Une nouvelle cure d’opposition, pour le PS, serait-elle grave?
Ce serait compliqué à vivre pour le parti, indéniablement. Le niveau fédéral est vital pour le PS car c’est là que se prennent les décisions budgétaires en matière de sécurité sociale, surtout en matière de soins de santé. Ce serait en outre problématique pour les socialistes de se retrouver une deuxième fois consécutive dans l’opposition fédérale, après avoir gouverné sans discontinuer de 1989 à 2014. Ce serait compliqué en raison des thématiques traitées à ce niveau, mais aussi et surtout au niveau organisationnel. On observe aujourd’hui un affaiblissement de la structure du PS qui est un parti de pouvoir, dont la force reposait aussi sur ses ministres, ses cabinets ministériels et son implantation dans les administrations fédérales. C’est loin d’être négligeable.
A partir de 2012 et 2018, un affaiblissement a, en outre, été perceptible au niveau des communes en plus du fédéral. On constate dès lors que le parti a du mal à se redéployer au niveau politique, idéologique et organisationnel. Ce qui se passe à Verviers, avec l’exclusion possible de Muriel Targnion, illustre que le sentiment d’appartenance à une communauté a reculé. Verviers, ce n’est quand même pas n’importe quoi, c’est une ville importante en province de Liège, où il y a déjà eu d’autres soucis à Grâce-Hollogne, à Soumagne…

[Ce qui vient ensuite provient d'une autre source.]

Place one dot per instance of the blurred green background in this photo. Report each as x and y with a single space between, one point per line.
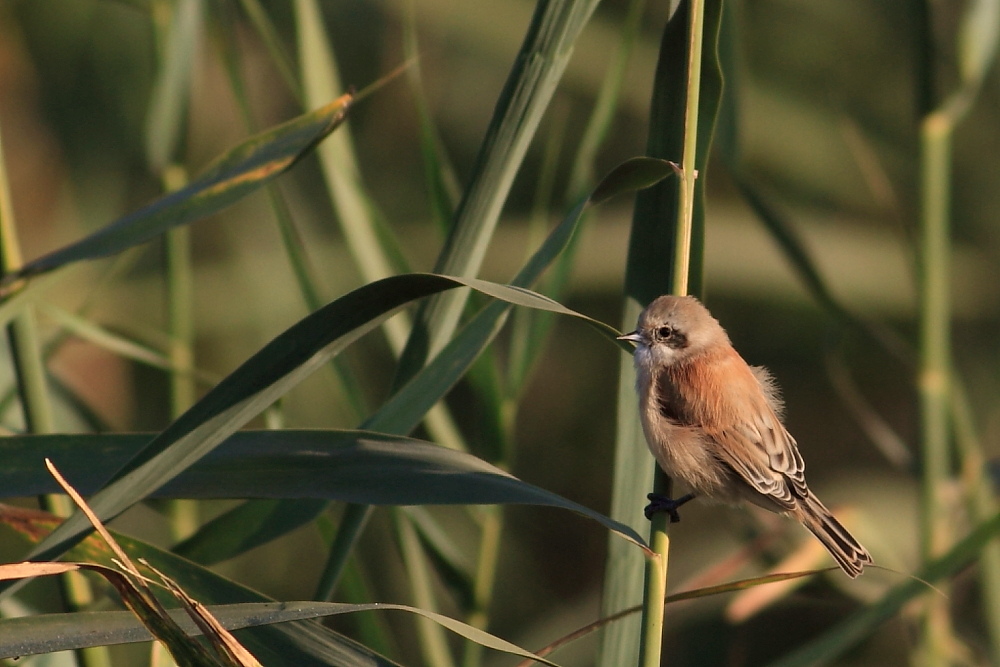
828 95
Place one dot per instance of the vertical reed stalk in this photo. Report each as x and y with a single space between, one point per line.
32 387
935 362
659 539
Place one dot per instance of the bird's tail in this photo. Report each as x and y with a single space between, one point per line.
847 551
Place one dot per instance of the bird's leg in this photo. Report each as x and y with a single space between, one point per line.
658 503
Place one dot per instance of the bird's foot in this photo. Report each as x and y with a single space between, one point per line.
658 503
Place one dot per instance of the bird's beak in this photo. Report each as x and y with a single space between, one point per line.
634 337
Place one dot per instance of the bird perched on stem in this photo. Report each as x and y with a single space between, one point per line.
714 422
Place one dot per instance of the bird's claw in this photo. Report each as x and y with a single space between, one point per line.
660 503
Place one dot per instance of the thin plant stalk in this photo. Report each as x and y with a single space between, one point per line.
934 372
655 591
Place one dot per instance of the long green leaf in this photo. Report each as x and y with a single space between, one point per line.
236 174
59 632
407 407
351 466
537 70
262 379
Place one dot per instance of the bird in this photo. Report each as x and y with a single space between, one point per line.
714 422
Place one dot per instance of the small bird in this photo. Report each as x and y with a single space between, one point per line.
714 422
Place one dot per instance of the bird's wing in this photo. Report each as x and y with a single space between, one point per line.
765 455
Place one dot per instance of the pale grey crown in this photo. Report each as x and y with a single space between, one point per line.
679 326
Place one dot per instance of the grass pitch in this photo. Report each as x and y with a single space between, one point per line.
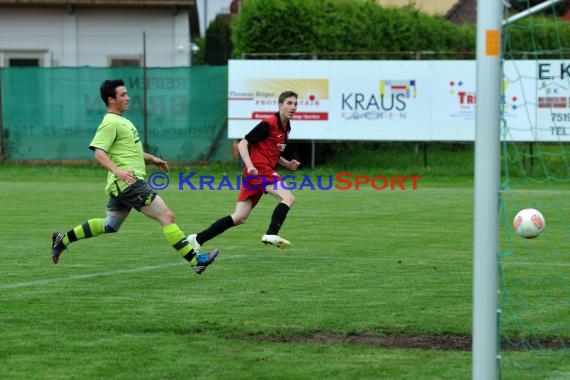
366 267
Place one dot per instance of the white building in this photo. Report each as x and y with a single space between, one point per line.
99 33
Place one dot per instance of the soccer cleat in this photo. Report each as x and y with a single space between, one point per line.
57 246
195 245
275 240
205 259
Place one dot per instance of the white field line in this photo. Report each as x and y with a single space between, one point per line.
88 276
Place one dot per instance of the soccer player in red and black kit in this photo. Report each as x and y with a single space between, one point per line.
261 151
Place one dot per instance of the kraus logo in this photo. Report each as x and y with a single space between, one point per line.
390 102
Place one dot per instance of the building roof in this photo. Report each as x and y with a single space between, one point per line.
464 11
98 3
435 7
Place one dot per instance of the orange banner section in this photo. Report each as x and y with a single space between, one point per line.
493 43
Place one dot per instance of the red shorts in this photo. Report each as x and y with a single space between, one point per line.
253 187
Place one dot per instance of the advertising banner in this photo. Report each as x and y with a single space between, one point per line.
398 100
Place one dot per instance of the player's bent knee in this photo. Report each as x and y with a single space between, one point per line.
239 221
289 200
112 223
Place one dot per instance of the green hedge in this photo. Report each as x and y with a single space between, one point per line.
356 26
353 26
538 37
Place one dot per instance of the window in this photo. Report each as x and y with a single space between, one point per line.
23 62
120 62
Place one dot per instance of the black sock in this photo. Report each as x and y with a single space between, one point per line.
215 229
278 218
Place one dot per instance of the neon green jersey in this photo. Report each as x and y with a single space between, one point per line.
117 136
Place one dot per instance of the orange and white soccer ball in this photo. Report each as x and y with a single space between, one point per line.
529 223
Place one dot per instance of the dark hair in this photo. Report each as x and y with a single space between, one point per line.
285 94
109 89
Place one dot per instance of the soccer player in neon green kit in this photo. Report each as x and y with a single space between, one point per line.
118 148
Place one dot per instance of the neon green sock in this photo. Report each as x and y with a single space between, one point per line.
176 238
91 228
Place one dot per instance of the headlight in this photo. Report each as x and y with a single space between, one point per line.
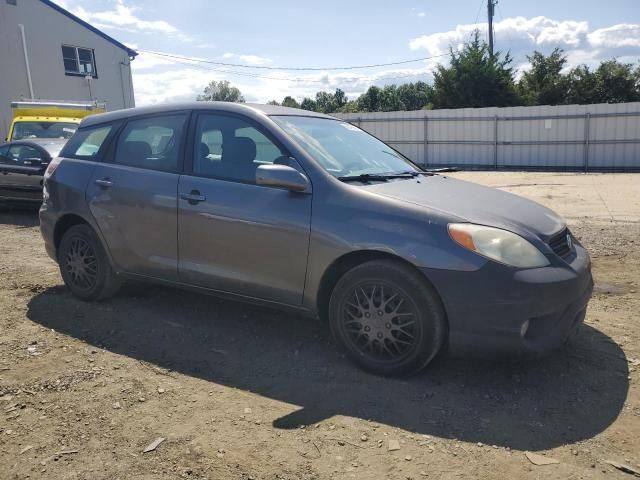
496 244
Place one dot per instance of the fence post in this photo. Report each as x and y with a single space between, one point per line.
587 134
426 140
495 142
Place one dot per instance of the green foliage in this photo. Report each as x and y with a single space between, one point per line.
582 86
617 82
544 83
290 102
308 104
475 78
220 91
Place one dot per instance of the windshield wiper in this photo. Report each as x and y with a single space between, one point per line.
364 177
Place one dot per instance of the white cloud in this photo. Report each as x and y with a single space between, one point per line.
616 36
162 80
533 32
123 17
248 59
521 36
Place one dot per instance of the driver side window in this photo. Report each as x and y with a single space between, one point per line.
152 143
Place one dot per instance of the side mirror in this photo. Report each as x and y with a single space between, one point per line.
32 162
281 176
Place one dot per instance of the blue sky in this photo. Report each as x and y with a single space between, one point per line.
297 33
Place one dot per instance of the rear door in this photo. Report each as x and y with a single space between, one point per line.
21 170
133 195
236 236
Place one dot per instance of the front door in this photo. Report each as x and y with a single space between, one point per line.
133 196
236 236
21 170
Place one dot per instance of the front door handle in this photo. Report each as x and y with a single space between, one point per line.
194 197
104 182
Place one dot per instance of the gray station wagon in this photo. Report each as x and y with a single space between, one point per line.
300 210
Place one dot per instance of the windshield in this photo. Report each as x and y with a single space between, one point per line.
343 149
26 130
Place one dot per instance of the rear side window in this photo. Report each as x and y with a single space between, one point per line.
152 143
86 142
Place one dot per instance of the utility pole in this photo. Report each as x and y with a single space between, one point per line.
490 9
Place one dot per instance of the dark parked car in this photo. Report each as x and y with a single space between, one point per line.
22 166
300 210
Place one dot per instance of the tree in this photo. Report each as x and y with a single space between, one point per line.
339 100
544 83
415 96
324 102
220 91
616 82
308 104
370 100
582 86
475 78
290 102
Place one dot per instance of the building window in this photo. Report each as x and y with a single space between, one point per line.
79 61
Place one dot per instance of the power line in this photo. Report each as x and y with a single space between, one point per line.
299 69
255 75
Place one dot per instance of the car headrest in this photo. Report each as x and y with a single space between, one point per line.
239 150
204 151
135 151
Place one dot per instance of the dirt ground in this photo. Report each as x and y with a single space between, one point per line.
240 392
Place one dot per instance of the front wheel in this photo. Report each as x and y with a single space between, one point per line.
387 317
84 265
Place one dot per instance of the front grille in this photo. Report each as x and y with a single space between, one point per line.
559 243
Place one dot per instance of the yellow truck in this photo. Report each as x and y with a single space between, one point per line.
49 119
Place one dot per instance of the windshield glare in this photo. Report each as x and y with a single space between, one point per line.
26 130
343 149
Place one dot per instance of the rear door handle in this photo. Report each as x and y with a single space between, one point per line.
104 182
193 198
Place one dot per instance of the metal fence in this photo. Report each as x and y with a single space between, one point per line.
601 137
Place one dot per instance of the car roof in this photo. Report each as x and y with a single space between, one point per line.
244 108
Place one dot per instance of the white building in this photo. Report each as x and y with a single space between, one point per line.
48 53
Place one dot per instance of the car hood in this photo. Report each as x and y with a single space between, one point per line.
474 203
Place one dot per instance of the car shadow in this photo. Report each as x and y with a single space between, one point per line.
22 216
536 404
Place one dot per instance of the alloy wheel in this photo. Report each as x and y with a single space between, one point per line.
81 264
380 321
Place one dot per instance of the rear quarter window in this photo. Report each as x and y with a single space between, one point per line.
87 143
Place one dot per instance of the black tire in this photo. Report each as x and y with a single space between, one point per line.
85 266
381 333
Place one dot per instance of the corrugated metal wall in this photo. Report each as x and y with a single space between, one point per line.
566 137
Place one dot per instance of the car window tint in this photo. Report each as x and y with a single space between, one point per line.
152 143
86 142
4 150
231 148
18 154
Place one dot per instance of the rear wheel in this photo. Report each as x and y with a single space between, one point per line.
84 265
387 317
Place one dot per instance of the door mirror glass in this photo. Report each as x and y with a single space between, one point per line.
32 162
281 176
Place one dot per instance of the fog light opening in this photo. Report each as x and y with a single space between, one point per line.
524 328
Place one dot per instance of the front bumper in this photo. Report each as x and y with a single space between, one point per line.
47 227
506 310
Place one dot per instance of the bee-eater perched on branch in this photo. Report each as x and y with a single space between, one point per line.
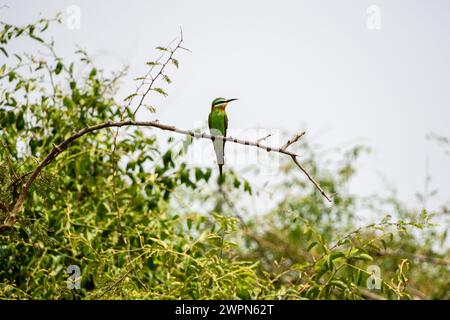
218 124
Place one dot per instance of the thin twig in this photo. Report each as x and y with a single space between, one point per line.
293 140
57 149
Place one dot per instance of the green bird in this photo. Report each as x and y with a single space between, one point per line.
218 124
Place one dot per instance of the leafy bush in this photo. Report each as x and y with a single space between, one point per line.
121 206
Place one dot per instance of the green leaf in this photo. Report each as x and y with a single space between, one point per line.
166 78
4 51
58 67
363 256
130 96
247 187
93 73
311 245
175 62
2 70
160 91
339 284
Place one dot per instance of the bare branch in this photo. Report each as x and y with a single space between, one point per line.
262 139
293 140
57 149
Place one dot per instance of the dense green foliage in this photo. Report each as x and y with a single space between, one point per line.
126 211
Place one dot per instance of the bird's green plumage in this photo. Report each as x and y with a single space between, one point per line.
218 124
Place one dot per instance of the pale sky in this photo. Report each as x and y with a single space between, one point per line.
291 64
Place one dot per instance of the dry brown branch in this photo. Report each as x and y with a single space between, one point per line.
57 149
293 140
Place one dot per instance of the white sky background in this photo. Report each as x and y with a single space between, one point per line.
290 63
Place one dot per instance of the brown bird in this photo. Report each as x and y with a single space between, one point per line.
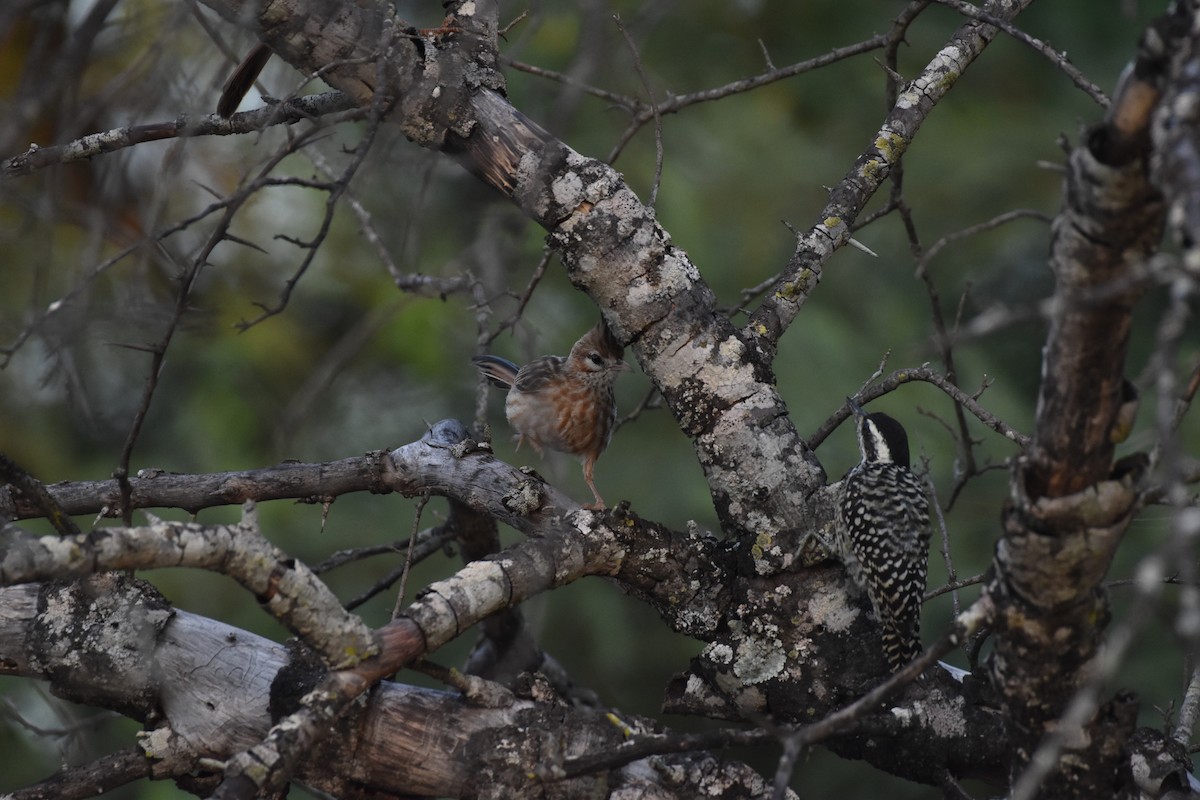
564 403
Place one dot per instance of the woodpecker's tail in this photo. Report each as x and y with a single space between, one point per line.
501 372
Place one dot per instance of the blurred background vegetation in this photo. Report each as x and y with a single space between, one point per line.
354 365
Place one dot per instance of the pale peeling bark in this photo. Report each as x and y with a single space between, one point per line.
172 669
1068 507
780 642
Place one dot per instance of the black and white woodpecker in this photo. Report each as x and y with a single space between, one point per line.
882 531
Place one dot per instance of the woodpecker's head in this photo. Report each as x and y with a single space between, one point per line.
881 439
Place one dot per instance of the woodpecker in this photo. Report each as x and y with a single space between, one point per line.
882 531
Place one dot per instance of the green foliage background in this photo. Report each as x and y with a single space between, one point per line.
353 365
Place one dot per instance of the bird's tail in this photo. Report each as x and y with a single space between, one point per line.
501 372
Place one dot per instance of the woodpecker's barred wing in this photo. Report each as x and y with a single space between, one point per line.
883 537
539 373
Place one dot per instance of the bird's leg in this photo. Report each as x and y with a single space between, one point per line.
588 464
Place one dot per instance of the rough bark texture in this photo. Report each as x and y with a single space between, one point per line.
783 637
1068 511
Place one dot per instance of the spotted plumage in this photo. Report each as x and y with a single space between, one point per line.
564 403
882 533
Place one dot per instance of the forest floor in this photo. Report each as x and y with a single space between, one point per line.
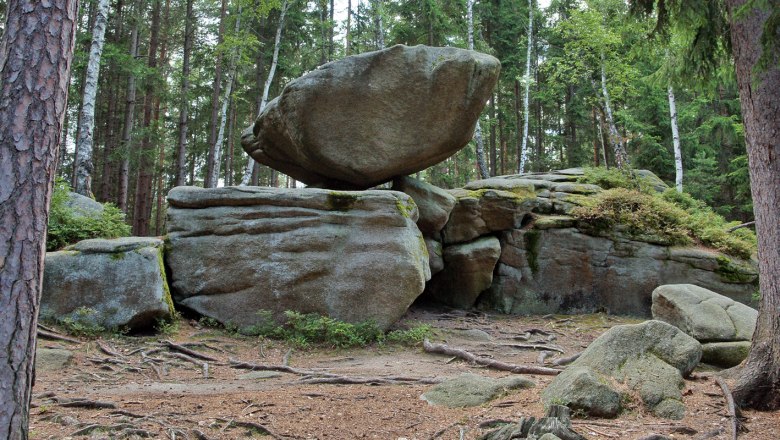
142 387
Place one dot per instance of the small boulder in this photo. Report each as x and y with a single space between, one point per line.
468 271
472 390
703 314
108 283
650 358
368 118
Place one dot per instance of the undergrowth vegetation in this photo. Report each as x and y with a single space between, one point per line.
308 329
669 218
67 226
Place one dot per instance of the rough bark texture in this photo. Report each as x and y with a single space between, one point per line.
181 162
35 60
84 165
759 93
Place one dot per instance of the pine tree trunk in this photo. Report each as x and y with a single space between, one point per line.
31 120
84 166
216 92
759 93
181 146
143 189
127 129
675 141
247 177
523 154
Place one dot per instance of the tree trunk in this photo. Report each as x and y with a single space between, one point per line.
215 171
759 92
247 177
675 141
84 166
216 92
181 147
31 121
621 157
127 129
143 189
523 153
481 165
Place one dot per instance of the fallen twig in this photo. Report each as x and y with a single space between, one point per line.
56 336
732 407
187 351
490 363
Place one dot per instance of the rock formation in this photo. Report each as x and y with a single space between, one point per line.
365 119
237 252
117 283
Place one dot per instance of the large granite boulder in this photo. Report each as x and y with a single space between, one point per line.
117 283
468 271
649 358
235 252
723 326
363 120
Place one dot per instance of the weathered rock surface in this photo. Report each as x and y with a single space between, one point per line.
472 390
109 283
650 358
468 271
363 120
236 251
434 204
703 314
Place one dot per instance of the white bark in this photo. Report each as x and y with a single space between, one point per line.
214 177
84 166
266 89
527 81
621 157
481 164
675 140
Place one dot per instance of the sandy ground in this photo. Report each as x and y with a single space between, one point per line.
139 388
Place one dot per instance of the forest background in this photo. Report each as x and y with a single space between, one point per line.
178 80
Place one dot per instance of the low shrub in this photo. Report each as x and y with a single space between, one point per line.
68 227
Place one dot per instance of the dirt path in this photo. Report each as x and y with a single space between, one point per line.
155 394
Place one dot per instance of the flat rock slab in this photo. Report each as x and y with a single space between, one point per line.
118 283
472 390
365 119
703 314
237 253
649 358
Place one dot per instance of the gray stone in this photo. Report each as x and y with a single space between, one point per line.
468 271
472 390
434 204
238 251
725 354
703 314
108 283
368 118
547 269
581 388
83 206
52 359
650 358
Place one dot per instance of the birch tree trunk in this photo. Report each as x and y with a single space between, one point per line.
621 157
213 178
247 177
31 120
84 166
481 165
127 128
675 141
181 147
523 156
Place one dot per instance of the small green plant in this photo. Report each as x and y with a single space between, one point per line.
82 322
66 226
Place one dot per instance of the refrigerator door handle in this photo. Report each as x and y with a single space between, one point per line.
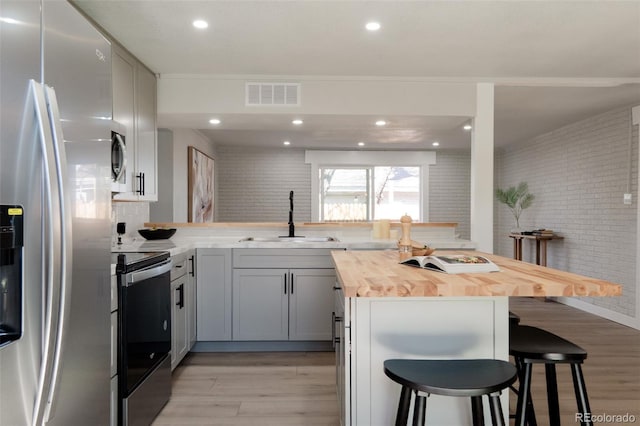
65 245
52 262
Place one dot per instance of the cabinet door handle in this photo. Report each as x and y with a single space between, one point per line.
140 183
333 330
193 266
180 291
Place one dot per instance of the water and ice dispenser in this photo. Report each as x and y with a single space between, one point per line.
11 243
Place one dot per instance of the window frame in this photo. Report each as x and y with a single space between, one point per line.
364 159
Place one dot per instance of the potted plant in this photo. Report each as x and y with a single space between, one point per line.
517 199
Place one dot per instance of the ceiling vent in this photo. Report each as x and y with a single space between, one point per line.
273 94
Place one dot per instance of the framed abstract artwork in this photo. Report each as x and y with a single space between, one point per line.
200 189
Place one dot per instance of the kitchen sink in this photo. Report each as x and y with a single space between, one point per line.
289 239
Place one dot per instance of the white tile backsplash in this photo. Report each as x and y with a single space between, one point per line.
134 214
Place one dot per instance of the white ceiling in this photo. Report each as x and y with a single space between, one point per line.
553 62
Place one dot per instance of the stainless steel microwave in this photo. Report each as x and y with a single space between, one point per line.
118 158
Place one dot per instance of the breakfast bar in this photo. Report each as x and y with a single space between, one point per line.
388 310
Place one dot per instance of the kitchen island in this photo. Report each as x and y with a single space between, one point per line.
388 310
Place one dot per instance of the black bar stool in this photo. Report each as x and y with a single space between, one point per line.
532 345
460 377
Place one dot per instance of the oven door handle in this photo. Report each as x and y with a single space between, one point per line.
145 274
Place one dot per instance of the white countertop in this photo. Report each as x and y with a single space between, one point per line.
177 246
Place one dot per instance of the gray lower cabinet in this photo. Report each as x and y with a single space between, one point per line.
272 302
192 299
213 271
183 306
282 304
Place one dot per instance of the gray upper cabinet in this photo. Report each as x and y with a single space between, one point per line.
147 141
134 107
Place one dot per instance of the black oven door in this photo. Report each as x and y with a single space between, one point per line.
145 323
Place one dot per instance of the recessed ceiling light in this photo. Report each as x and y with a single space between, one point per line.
200 24
373 26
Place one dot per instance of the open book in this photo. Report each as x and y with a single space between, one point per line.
453 264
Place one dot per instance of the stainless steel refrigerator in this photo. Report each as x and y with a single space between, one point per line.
55 115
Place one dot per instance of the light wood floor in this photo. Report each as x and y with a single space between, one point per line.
298 388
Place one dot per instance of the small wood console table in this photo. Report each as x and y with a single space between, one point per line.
541 246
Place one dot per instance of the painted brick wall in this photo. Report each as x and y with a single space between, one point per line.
579 174
254 184
450 189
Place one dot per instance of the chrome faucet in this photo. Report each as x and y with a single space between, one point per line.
292 227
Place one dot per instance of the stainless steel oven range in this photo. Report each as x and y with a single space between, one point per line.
144 335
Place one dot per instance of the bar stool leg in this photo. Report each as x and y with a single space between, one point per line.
552 394
403 407
477 412
523 395
496 409
581 393
419 410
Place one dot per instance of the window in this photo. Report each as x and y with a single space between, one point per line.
369 193
369 185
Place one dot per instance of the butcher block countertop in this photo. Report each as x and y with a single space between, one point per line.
379 274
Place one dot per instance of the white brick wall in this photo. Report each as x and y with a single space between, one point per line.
254 184
450 189
261 178
579 174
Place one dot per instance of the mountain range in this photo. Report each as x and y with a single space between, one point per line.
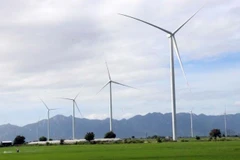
138 126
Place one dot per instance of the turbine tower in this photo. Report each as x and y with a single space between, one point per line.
173 45
73 117
48 117
110 82
191 124
225 122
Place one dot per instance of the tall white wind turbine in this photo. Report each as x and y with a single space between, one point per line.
225 122
191 124
173 44
48 117
110 82
73 117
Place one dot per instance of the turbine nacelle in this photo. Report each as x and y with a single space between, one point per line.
169 35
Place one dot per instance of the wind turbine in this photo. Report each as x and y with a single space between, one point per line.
191 124
173 44
225 122
110 82
48 117
73 117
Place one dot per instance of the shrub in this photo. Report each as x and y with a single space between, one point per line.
159 140
215 133
19 140
184 140
42 138
89 136
61 141
110 134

On épingle le manque d’autorité de Paul Magnette, mais la difficulté serait davantage structurelle?
Dans une certaine mesure, elle est structurelle, oui. La social-démocratie européenne est en difficulté dans la plupart des pays européens. Le PS est touché, lui aussi : une partie de son électorat populaire vote désormais pour le PTB et une partie de son électorat dans le monde de l’enseignement, notamment, s’en est allé chez Ecolo. Paul Magnette a la responsabilité des négociations fédérales, mais il a aussi pour mission de recréer du liant dans la communauté socialiste.
N’est-il pas contraint à un grand écart permanent?
Ce n’est pas une position évidente à tenir, en effet. Mais ce qui est frappant, c’est de voir que le PS est à la peine en ce qui concerne son organisation politique, tout ce qui concerne le rapport aux fédérations ou aux unions communales. Il y a un manque de dynamisme interne. De même, le parti est à la peine en matière de communication, dans son rapport aux réseaux sociaux, comparativement au PTB, voire au MR, alors qu’il était en pointe dans ces domaines.
Le MR est-il en train d’exploiter ses fragilités du PS?
C’est logique, c’est la règle du jeu en politique. C’est assez logique que le président du MR rencontre à la télévision son homologue du PTB, par exemple, parce que cela marginalise le PS et cela permet aux deux partis de confirmer leur électorat. De même, l’éventuel avènement de la coalition Arizona serait terrible pour le PS. En toile de fond se joue aussi la place de premier parti francophone. Le PS a peut-être bien résisté lors des dernières élections de mai 2019, mais son résultat était tout de même le plus bas de son histoire et l’écart avec les libéraux n’était pas substantiel.